7. I never received a direct response to my September 4, 1999 letter. Instead, on the afternoon of September 5, 1999, I was faxed a document entitled "DRAFT/Procedures for Radiocarbon Dating Bone Samples from the Human Remains Inadvertently Discovered at Columbia Park, Kennewick, Washington". A copy is attached hereto as Appendix B. kThis was the first time I had seen that document. The procedures described in it indicated that my recommendations and those of Dr. Taylor would not be followed. Accordingly, I prepared a letter to Dr. McManamon informing him that I was declining his invitation to attend the government's proposed bone sampling session. See Attachment C. I also cautioned Dr. McManamon that if the procedures recommended by Dr. Taylor and myself were not followed "...there is a substantial risk that more bone material will be used than is necessary, and that this bone's removal will jeopardize a host of other studies yet to be completed on the skeleton." Copies were faxed to both Dr. McManamon's office and his home.
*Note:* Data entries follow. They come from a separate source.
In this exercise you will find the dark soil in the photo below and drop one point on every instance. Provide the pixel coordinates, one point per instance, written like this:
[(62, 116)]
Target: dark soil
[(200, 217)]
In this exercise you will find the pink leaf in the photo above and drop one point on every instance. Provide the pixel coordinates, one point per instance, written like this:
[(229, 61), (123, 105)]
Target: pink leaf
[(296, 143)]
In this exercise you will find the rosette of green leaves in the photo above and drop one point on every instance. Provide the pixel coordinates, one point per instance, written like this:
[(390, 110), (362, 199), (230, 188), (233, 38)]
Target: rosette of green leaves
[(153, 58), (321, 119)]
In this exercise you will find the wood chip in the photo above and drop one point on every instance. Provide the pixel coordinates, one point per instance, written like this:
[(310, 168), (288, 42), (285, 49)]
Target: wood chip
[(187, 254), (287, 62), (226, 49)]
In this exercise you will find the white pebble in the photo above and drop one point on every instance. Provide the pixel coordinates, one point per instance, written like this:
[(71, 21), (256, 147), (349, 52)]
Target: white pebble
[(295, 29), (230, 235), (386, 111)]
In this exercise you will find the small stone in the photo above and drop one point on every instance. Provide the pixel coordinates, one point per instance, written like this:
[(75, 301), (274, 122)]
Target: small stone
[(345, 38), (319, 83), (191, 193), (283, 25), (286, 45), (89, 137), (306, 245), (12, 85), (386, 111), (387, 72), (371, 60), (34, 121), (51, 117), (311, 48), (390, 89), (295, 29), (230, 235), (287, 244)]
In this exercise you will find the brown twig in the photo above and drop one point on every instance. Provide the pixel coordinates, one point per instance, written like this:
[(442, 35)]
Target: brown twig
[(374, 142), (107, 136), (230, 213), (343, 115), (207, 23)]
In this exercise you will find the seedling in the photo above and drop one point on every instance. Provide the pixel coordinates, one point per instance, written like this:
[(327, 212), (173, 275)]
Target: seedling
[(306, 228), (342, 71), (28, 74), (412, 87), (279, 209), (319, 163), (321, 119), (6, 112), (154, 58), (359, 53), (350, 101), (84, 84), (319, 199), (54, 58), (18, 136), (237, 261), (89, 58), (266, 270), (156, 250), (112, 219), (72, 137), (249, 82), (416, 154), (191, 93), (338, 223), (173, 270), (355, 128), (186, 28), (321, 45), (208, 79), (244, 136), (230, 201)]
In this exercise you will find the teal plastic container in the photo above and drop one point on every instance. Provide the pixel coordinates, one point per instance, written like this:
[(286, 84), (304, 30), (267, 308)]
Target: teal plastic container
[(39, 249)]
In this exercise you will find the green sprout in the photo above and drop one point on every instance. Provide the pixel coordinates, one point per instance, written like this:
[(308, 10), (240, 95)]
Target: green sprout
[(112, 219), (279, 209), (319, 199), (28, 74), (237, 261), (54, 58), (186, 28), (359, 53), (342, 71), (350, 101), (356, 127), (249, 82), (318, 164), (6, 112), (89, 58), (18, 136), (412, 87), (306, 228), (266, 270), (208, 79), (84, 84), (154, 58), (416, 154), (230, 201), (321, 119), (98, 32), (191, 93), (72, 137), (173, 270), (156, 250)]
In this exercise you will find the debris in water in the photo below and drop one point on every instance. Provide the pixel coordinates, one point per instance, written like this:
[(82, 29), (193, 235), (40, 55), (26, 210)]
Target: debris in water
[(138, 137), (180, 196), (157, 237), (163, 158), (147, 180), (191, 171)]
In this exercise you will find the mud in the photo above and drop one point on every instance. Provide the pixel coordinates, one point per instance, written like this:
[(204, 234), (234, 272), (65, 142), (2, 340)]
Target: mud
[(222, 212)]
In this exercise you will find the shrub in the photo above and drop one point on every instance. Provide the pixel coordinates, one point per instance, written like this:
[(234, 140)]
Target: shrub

8. In its Tenth Quarterly Status Report to the Court, the government claims that it selected the tibial crest for sampling on the basis of recommendations received from a number of experts (including myself). See Status Report at page 4. This claim does not accurately reflect my recommendations. I specifically advised the government that if the sample were to be taken from a long bone, it should be obtained from the diaphysis which contains mostly dense cortical bone material. As noted above, I also advised the government to conduct chemical tests before any samples were removed for radiocarbon dating. Had such tests been conducted as I recommended, they would have identified those bones that were not suitable for radiocarbon dating because of their low protein content or non-collagenous amino acid composition. As a result, their use would have avoided needless destruction of the skeleton.
9. These test also would have helped determine which elements of the Kennewick skeleton are potentially suitable candidates for DNA testing. Amino acid analyses provide good proxy information for assessing the prospects of DNA preservation. As a result, if these tests had been conducted before the radiocarbon dating samples were obtained, it would now be known which bones (if any) of the skeleton are suitable for DNA testing and the appropriate samples could be selected without further delay.
DATED this 4th day of February, 2000.